In fact plaintiff led defendant to believe at the time the contract was entered into that if an accident occurred, plaintiff would assume all such consequential damages and in reliance thereon, defendant agreed to make the haul . . . . In fact, defendant did not want to make the haul anyway but was induced to make the haul by plaintiff and his representation that plaintiff would assume the risks of an accident.

These contested findings are based entirely upon Victor Scalzo's testimony that, "On the second call, I said that I would not be liable." Plaintiff did not object nor ask that the answer be stricken, apparently being taken by surprise. Defendants had not pleaded any such defense and, although Scalzo had previously been deposed for discovery purposes, he had never mentioned this attempt to limit liability. Scalzo admitted King did not respond to the statement, if he heard it at all.

[3] It has long been the rule in this state that any attempt by a bailee for mutual benefit to disclaim or limit its liability for its own negligent acts contravenes public policy and will not be enforced. Althoff v. System Garages, Inc., supra; Ramsden v. Grimshaw, supra; Sporsem v. First Nat'l Bank, supra. So, in the instant case, Scalzo's apparent attempt to impose such a limitation or condition as a term of the agreement, even if heard or assented to, could have no such effect.

Even if defendants could lawfully limit their liability for their own negligent acts, such a nebulous and ambiguous phrase cannot be construed to mean that defendants agreed to pay only repair costs and that plaintiff would bear any other losses sustained as a result of negligence in the haul. Scalzo's statement fails to provide sufficient support for the trial court's challenged findings.

We now address the principal issue of whether plaintiff may recover for a proven loss of profits resulting from its inability to remove the Weyerhaeuser timber by the end of the season. The trial court was satisfied that plaintiff sufficiently proved net losses of $29,657.76, but refused to award it these additional sums, deeming them "consequential" or special in nature, and not within the contemplation of the parties at the time they contracted. The trial court appears to have relied for its decision on the landmark rule of Hadley v. Baxendale, 156 Eng. Rep. 145 (Ex. 1854).

The rule of Hadley v. Baxendale, supra, governing the recovery of damages for breach of contract is still followed in substance in most states, including Washington, and was recently paraphrased in Larsen v. Walton Plywood Co., 65 Wn.2d 1, 390 P.2d 677 (1964), at 6, as follows:

(1) damages for breach of contract in this state can be recovered only for such losses as were reasonably foreseeable by the party to be charged, at the time the contract was made. Lewis v. Jensen, 39 Wn.2d 301, 235 P.2d 312; (2) if the injury was not foreseeable, then it must specifically be shown that the defendant had special knowledge of the risk he was undertaking. Dally v. Isaacson, 40 Wn.2d 574, 245 P.2d 200.

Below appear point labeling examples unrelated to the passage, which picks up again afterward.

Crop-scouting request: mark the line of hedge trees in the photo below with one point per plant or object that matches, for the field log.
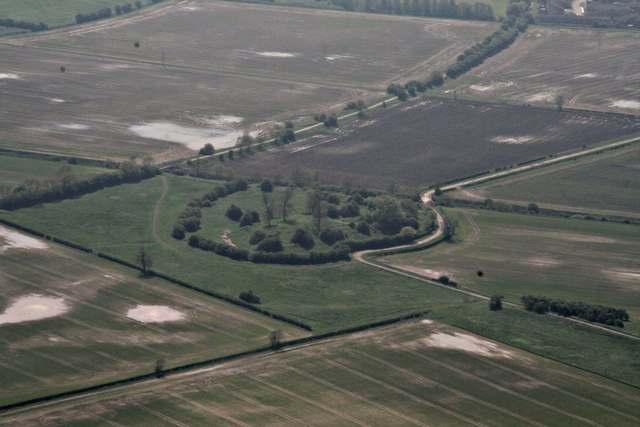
(531, 208)
(60, 189)
(435, 8)
(10, 23)
(593, 313)
(518, 18)
(106, 12)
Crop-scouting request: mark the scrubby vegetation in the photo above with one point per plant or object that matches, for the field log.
(301, 225)
(593, 313)
(67, 185)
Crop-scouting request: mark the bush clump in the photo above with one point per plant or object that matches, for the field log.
(250, 297)
(234, 213)
(303, 238)
(331, 235)
(270, 244)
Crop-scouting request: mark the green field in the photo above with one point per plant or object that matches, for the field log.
(575, 260)
(118, 220)
(14, 170)
(54, 12)
(335, 296)
(95, 340)
(413, 374)
(607, 183)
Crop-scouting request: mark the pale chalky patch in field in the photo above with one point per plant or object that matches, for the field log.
(154, 314)
(626, 104)
(33, 307)
(468, 343)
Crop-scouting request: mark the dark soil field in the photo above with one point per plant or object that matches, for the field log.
(165, 81)
(591, 69)
(433, 140)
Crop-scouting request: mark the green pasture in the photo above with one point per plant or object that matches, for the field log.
(328, 297)
(55, 12)
(95, 341)
(388, 377)
(606, 183)
(575, 260)
(14, 170)
(119, 220)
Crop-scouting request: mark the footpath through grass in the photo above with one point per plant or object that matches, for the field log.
(330, 297)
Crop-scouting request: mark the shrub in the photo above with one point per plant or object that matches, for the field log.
(234, 213)
(303, 239)
(495, 303)
(270, 244)
(250, 297)
(266, 186)
(331, 235)
(363, 228)
(257, 237)
(246, 220)
(178, 231)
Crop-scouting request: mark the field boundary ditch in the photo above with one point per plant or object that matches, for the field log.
(209, 362)
(160, 275)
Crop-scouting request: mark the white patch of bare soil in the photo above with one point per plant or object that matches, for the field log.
(549, 96)
(33, 307)
(73, 126)
(155, 314)
(635, 105)
(491, 87)
(587, 76)
(468, 343)
(540, 262)
(512, 140)
(276, 54)
(220, 137)
(16, 240)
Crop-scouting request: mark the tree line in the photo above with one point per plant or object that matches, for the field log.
(517, 20)
(593, 313)
(10, 23)
(431, 8)
(66, 185)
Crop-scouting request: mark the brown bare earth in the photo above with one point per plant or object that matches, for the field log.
(590, 69)
(433, 140)
(204, 72)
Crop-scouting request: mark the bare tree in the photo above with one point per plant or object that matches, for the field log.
(316, 206)
(144, 259)
(449, 229)
(275, 338)
(269, 208)
(159, 368)
(286, 202)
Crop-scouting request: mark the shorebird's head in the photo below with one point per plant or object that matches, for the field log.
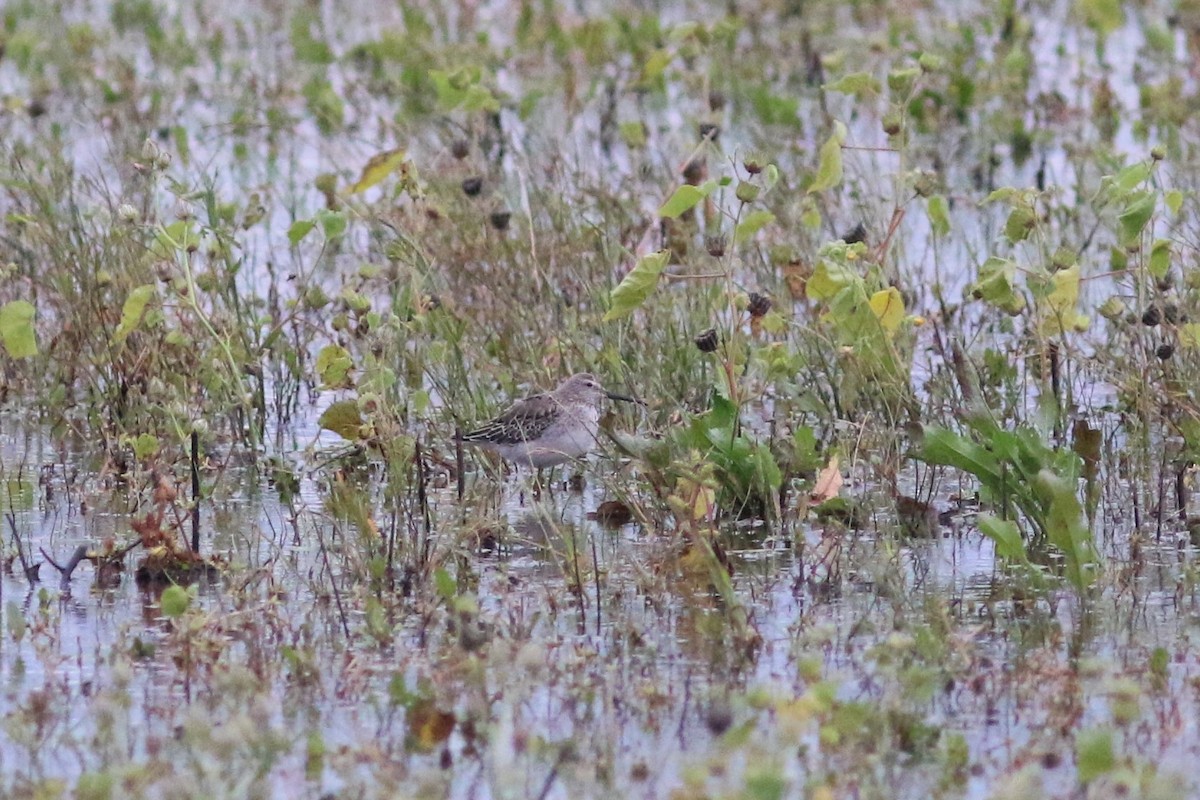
(585, 386)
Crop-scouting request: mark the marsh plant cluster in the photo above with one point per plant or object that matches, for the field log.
(907, 295)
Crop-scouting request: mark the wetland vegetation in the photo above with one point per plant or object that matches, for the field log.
(907, 293)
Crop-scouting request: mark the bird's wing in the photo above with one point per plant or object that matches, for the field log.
(523, 421)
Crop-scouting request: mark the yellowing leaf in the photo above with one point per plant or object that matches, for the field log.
(828, 482)
(829, 164)
(17, 329)
(684, 198)
(888, 307)
(378, 168)
(343, 419)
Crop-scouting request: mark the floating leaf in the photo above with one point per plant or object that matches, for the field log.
(378, 168)
(637, 286)
(133, 311)
(888, 307)
(334, 365)
(17, 329)
(828, 482)
(685, 198)
(829, 164)
(1093, 753)
(343, 419)
(174, 601)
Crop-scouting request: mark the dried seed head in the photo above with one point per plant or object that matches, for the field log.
(472, 186)
(759, 305)
(856, 234)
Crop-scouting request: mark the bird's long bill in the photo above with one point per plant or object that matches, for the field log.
(621, 397)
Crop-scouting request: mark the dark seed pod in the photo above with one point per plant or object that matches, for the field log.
(759, 305)
(856, 234)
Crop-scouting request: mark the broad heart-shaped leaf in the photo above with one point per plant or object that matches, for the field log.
(996, 284)
(343, 419)
(334, 365)
(133, 310)
(1059, 306)
(637, 286)
(828, 278)
(888, 307)
(1137, 214)
(17, 329)
(829, 164)
(378, 168)
(684, 198)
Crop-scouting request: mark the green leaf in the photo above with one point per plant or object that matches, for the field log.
(333, 223)
(1020, 223)
(17, 329)
(174, 601)
(685, 198)
(754, 222)
(334, 366)
(1093, 753)
(133, 310)
(1135, 216)
(145, 445)
(300, 229)
(637, 286)
(343, 419)
(829, 164)
(378, 168)
(939, 215)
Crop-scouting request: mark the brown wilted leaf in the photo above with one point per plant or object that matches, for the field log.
(828, 482)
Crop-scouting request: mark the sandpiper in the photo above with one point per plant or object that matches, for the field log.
(549, 428)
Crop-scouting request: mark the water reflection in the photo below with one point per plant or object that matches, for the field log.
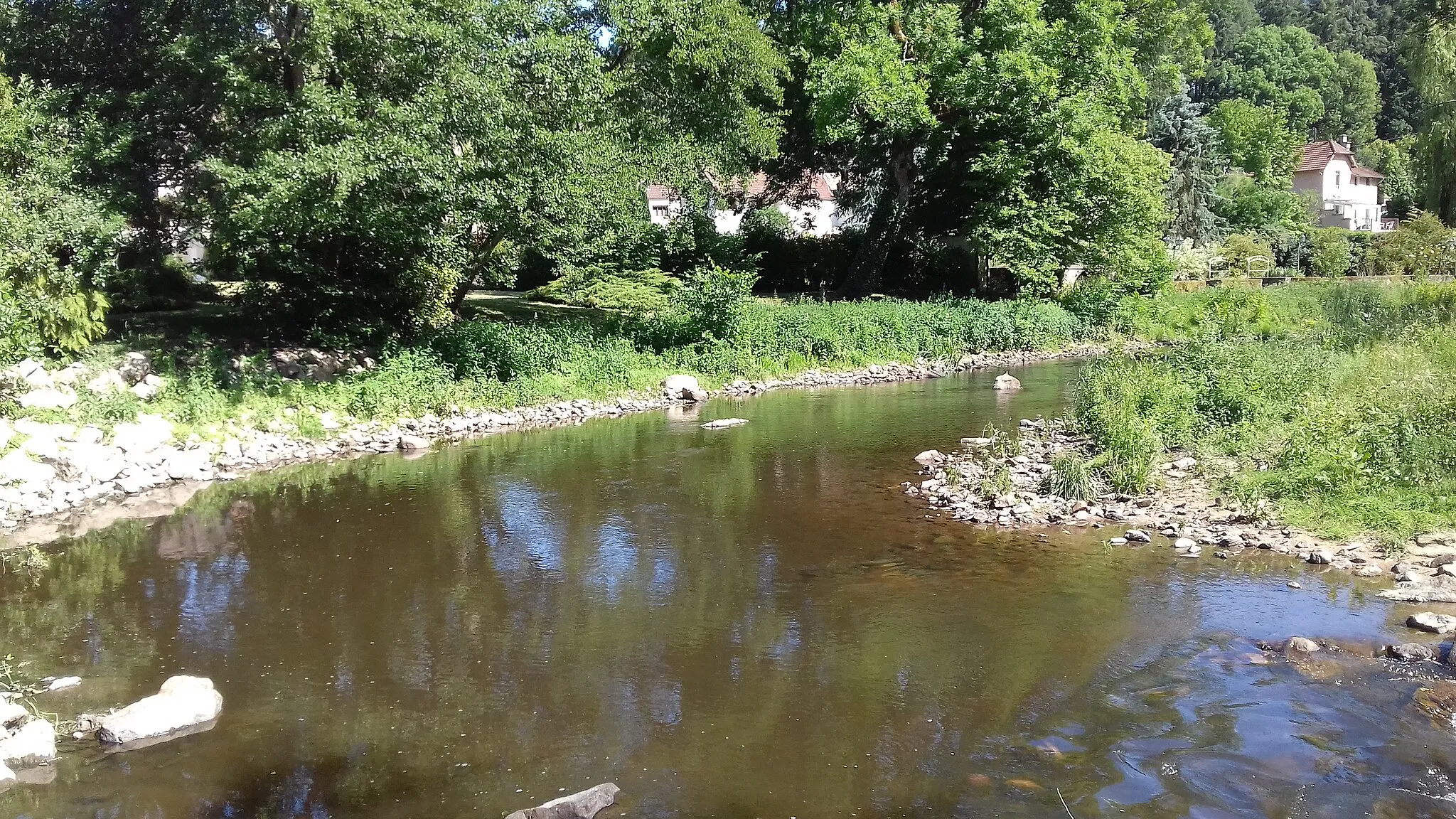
(753, 623)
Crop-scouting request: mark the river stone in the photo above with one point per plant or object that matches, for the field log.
(725, 423)
(11, 714)
(1410, 652)
(183, 703)
(683, 387)
(133, 368)
(1433, 623)
(47, 400)
(18, 469)
(33, 744)
(146, 434)
(577, 806)
(1302, 646)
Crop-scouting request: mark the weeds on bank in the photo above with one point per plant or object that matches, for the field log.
(1344, 439)
(500, 365)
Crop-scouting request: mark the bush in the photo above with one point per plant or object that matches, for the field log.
(57, 241)
(1331, 254)
(1242, 254)
(1420, 247)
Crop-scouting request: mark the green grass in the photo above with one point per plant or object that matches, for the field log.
(490, 363)
(1337, 401)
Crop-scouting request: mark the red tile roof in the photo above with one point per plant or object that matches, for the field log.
(1318, 155)
(813, 187)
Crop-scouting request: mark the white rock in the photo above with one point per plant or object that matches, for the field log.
(725, 423)
(107, 382)
(183, 703)
(146, 434)
(1007, 381)
(147, 387)
(1432, 621)
(188, 465)
(134, 368)
(12, 713)
(47, 400)
(18, 469)
(33, 744)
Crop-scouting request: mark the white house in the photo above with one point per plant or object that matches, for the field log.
(1347, 194)
(810, 206)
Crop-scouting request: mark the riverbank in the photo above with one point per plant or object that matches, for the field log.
(1315, 423)
(156, 474)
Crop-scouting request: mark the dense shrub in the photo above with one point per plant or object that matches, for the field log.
(1329, 252)
(57, 241)
(1420, 247)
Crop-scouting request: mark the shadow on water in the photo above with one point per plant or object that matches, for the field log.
(742, 623)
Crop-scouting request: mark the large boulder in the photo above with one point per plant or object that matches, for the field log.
(134, 368)
(146, 434)
(33, 744)
(18, 469)
(1433, 623)
(577, 806)
(50, 398)
(184, 703)
(683, 388)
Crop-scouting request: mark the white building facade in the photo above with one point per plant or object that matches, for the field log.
(1347, 193)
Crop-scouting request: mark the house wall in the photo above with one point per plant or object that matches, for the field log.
(1343, 201)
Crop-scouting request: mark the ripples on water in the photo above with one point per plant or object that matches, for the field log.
(744, 623)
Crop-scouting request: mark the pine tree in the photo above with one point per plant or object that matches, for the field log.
(1179, 129)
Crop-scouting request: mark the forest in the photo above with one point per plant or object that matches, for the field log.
(340, 171)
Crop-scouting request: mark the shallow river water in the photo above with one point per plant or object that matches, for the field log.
(750, 623)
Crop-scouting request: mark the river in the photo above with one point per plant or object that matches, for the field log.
(746, 623)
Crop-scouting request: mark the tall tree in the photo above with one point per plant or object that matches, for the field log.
(1179, 130)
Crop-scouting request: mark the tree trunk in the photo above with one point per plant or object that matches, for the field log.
(886, 225)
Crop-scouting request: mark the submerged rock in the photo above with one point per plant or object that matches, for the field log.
(1432, 621)
(1300, 646)
(577, 806)
(725, 423)
(183, 703)
(1410, 652)
(33, 744)
(1007, 381)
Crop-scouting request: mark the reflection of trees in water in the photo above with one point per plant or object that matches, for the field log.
(586, 604)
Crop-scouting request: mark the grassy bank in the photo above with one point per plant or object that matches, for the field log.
(1337, 402)
(500, 363)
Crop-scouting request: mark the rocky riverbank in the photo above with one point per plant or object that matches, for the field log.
(51, 473)
(1039, 478)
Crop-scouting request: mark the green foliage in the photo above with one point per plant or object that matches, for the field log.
(1257, 140)
(1253, 208)
(1071, 478)
(1350, 442)
(1420, 247)
(57, 241)
(626, 290)
(1247, 255)
(1318, 91)
(1331, 252)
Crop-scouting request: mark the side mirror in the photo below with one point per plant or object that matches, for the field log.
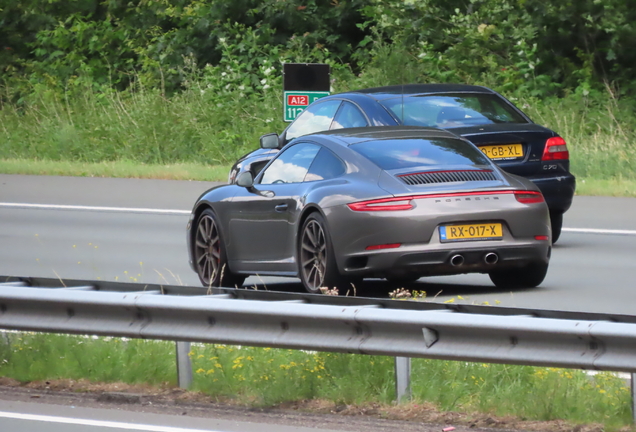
(269, 141)
(245, 179)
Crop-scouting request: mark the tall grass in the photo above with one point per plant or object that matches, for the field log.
(264, 376)
(139, 125)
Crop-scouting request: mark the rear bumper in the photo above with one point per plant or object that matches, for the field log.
(400, 263)
(558, 190)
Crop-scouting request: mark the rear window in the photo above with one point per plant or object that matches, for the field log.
(452, 110)
(393, 154)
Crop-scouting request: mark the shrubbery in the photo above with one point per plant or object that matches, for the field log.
(164, 81)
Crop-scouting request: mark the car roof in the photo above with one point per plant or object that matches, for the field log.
(387, 92)
(356, 135)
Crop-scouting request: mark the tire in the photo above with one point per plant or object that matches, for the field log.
(210, 259)
(316, 260)
(529, 276)
(556, 222)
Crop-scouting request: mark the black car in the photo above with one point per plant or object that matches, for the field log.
(391, 202)
(501, 131)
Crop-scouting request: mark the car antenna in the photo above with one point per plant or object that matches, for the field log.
(403, 122)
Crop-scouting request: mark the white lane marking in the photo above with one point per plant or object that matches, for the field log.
(94, 208)
(99, 423)
(599, 231)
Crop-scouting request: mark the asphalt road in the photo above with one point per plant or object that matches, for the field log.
(55, 416)
(592, 267)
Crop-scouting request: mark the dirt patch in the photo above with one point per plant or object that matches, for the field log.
(422, 413)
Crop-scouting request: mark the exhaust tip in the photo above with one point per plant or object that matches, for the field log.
(491, 258)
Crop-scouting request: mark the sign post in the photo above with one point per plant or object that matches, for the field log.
(303, 83)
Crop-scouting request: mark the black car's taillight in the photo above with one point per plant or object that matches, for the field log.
(555, 149)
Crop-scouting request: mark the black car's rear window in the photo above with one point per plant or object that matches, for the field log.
(452, 110)
(392, 154)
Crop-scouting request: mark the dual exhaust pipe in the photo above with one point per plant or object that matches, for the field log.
(490, 258)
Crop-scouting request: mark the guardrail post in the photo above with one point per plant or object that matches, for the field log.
(402, 378)
(184, 365)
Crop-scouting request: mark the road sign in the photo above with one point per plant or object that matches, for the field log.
(296, 102)
(303, 83)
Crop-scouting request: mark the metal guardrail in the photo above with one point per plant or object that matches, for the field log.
(323, 323)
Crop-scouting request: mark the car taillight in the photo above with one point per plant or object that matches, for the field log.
(555, 149)
(385, 204)
(529, 197)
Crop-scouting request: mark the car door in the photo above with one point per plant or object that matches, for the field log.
(262, 236)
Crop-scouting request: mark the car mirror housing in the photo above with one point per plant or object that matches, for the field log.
(245, 179)
(269, 141)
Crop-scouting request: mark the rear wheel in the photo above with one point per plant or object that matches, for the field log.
(210, 259)
(316, 260)
(556, 222)
(529, 276)
(402, 280)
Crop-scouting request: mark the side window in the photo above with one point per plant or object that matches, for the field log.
(325, 166)
(292, 165)
(349, 116)
(315, 118)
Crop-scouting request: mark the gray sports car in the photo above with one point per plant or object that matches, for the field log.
(388, 202)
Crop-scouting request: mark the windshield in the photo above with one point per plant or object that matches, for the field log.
(392, 154)
(452, 110)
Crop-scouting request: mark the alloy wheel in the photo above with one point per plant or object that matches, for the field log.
(207, 249)
(313, 255)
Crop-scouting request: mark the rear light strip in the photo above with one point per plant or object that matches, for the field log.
(386, 246)
(406, 203)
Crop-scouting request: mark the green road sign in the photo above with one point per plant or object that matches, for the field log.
(297, 101)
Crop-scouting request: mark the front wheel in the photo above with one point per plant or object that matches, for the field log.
(529, 276)
(316, 260)
(210, 259)
(556, 222)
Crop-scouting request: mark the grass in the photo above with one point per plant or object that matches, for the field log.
(265, 377)
(194, 135)
(125, 169)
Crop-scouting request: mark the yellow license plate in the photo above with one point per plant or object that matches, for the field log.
(482, 231)
(503, 151)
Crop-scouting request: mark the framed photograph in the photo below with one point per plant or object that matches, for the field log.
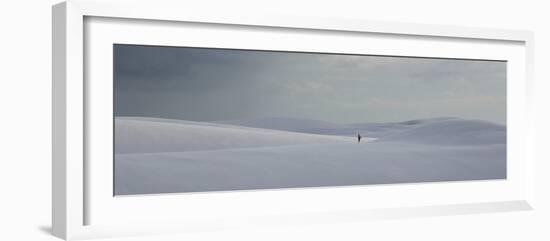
(176, 120)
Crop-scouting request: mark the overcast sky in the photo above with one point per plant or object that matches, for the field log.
(216, 84)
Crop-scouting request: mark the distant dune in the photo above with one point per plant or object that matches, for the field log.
(165, 156)
(144, 135)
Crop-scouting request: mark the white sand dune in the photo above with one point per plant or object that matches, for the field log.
(441, 149)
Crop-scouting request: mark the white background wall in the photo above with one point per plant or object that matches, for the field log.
(25, 133)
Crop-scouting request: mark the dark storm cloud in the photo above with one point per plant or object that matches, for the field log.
(214, 84)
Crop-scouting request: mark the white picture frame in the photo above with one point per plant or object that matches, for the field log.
(84, 207)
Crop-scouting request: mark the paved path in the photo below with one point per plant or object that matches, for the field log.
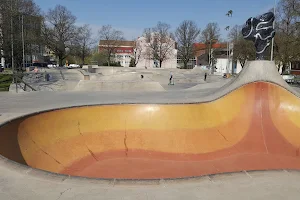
(18, 182)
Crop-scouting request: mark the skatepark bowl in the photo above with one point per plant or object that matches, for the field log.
(255, 127)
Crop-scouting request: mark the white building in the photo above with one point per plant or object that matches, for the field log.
(146, 59)
(123, 51)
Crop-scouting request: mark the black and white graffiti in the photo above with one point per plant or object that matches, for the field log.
(260, 30)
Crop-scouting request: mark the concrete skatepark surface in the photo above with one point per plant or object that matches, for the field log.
(205, 138)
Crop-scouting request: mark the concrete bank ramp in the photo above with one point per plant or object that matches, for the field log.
(95, 85)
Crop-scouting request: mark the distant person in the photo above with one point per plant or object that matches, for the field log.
(171, 78)
(36, 70)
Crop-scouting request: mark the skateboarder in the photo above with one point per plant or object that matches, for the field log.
(171, 78)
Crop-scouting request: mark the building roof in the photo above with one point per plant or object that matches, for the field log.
(200, 46)
(118, 43)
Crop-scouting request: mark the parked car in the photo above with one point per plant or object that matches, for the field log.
(73, 66)
(51, 65)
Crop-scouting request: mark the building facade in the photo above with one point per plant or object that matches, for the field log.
(220, 57)
(146, 60)
(123, 50)
(139, 50)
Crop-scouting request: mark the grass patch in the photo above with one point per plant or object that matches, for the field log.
(5, 81)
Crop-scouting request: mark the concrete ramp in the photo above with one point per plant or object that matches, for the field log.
(118, 86)
(251, 124)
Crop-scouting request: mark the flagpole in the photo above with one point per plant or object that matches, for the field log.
(272, 48)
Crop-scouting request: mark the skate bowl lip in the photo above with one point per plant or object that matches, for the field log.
(45, 175)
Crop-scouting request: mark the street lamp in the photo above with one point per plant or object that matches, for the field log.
(272, 48)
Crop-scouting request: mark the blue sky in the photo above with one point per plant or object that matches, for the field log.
(132, 16)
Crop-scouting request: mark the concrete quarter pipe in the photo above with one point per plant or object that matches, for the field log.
(255, 126)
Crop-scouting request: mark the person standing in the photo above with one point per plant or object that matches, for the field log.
(171, 78)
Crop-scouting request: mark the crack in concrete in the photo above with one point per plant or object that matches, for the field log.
(63, 193)
(125, 140)
(223, 136)
(91, 152)
(43, 150)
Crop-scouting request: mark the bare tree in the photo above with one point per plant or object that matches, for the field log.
(84, 42)
(186, 35)
(210, 33)
(235, 33)
(137, 53)
(19, 11)
(110, 39)
(243, 50)
(59, 31)
(287, 43)
(160, 43)
(229, 13)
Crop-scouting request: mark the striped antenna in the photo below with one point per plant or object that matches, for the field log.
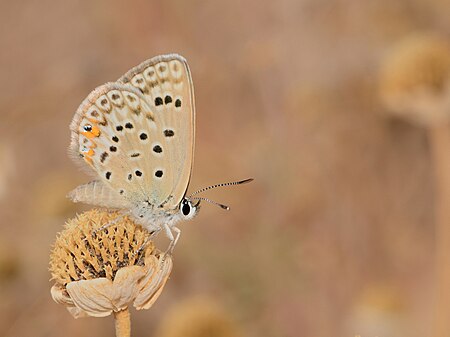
(245, 181)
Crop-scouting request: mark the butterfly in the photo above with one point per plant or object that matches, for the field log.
(136, 136)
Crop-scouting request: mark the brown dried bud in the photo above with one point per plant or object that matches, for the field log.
(103, 272)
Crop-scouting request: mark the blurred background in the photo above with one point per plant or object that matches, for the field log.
(336, 236)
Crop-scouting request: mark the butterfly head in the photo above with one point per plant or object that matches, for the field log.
(189, 209)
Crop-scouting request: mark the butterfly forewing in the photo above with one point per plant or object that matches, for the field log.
(108, 134)
(166, 83)
(137, 135)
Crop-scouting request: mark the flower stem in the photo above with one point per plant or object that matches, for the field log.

The expression of the rule in the Restatement of Contracts § 330, at 509 (1932), is approved in Larsen and reads as follows:

In awarding damages, compensation is given for only those injuries that the defendant had reason to foresee as a probable result of his breach when the contract was made. If the injury is one that follows the breach in the usual course of events, there is sufficient reason for the defendant to foresee it; otherwise, it must be shown specifically that the defendant had reason to know the facts and to foresee the injury.

See also Winslow v. Mell, 48 Wn.2d 581, 295 P.2d 319 (1956); Dally v. Isaacson, 40 Wn.2d 574, 245 P.2d 200 (1952).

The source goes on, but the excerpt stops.